The most popular sources of alternative data include:
Data vendors: Firms that provide satellite imagery, web traffic statistics, and public social media data
Crowdsourcing: Platforms like CrowdFlower, Prolific Academic, and Amazon Mechanical Turk that collect data on consumer behavior, sentiment analysis, and more
Web scraping: The process of automatically extracting publicly available data from websites on a large scale and, often, in real time. Such data can include product and service prices, public customer reviews and comments, stock values, and any other public information available on the internet.
It is important to note that alternative data can produce rather weak signals if compared to traditional sources. Most alternative data captures short time windows and, as such, can only be useful for deriving highly specific insights within a time frame of five years or less. On the other hand, such insights might be the key to winning the business competition or advancing scientific research.
How Web Scraping Works
Web scraping works by using scripts and/or software tools to automate the web intelligence collection. The web scraping process includes the following:
1. Identifying the target website and choosing the data to be extracted, including links, text, images, and other types of information
2. Analyzing the website’s code to identify the HTML elements containing useful data
3. Writing the script to automatically extract useful data from the HTML document using some programming language (such as Python) and a web scraping library like Scrapy or BeautifulSoup, usually producing a CSV or JSON file
4. Running the scraper to automatically visit the target website, extract and parse the data, and store it in a structured format that analysts can read
While the above steps may seem simple, the web scraping process is technically challenging, with multiple obstacles. It is important to note that collecting web intelligence at scale requires residential or datacenter proxies to distribute requests, provide anonymity, and prevent server blocks.

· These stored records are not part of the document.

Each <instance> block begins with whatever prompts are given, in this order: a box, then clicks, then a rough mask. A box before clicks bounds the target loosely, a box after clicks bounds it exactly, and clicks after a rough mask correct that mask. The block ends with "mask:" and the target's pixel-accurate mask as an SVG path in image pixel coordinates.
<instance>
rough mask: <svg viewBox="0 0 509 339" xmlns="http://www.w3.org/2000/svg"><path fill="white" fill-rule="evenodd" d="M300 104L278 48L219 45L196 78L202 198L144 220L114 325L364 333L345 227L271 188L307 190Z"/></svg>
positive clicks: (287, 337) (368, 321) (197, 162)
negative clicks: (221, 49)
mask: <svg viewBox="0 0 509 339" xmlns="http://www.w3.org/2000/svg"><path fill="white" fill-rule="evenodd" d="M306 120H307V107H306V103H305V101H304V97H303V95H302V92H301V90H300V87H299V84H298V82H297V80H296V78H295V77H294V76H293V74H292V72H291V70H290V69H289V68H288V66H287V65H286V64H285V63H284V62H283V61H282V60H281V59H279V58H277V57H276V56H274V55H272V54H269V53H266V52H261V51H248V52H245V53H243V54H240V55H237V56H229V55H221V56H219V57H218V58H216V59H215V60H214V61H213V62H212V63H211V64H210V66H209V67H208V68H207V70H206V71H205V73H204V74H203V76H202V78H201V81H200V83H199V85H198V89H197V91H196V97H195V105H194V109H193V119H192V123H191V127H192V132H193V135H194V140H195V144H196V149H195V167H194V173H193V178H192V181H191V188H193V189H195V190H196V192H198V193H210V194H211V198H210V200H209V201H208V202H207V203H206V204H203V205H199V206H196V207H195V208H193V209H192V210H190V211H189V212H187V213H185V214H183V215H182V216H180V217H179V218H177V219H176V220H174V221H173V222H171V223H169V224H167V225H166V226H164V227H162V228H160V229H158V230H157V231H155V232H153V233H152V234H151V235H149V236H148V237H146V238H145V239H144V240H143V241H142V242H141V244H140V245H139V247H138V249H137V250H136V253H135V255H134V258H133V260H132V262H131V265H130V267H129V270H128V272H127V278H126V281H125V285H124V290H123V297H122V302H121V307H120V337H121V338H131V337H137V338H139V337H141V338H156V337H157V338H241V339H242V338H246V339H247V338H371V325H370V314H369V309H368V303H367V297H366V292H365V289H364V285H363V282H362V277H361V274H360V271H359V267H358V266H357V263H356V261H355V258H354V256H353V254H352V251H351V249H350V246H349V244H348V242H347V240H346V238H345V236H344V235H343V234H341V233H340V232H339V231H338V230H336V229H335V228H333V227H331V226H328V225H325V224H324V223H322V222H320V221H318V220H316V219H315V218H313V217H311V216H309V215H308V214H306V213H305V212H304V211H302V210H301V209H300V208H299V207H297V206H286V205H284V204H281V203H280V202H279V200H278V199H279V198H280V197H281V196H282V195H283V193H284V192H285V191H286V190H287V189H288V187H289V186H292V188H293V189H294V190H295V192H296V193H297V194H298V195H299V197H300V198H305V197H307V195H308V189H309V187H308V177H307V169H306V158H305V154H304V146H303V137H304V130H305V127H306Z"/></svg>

Fortunately, the latest web scraping solutions usually take care of challenging technical issues, be it automated proxy management, CAPTCHA solving, or data extraction and parsing.
Final Thoughts
Alternative data is a Holy Grail for organizations, businesses, and individual researchers that look for unique insights or simply need to get ahead of the competition. As a result, the global demand for alternative data is expected to increase at a compound annual growth rate (CAGR) of 52.1% from 2023 to 2030.
However, utilizing alternative data is almost impossible without a growing awareness of web scraping possibilities. Web intelligence is the backbone of the digital revolution – to make successful data-driven decisions, accessibility of large amounts of public information and the quality of extracted data is key. Modern solutions, such as scraping APIs and web data unblocking tools, enable organizations to focus more on the data analysis itself instead of the complex technical peculiarities of the data collection process.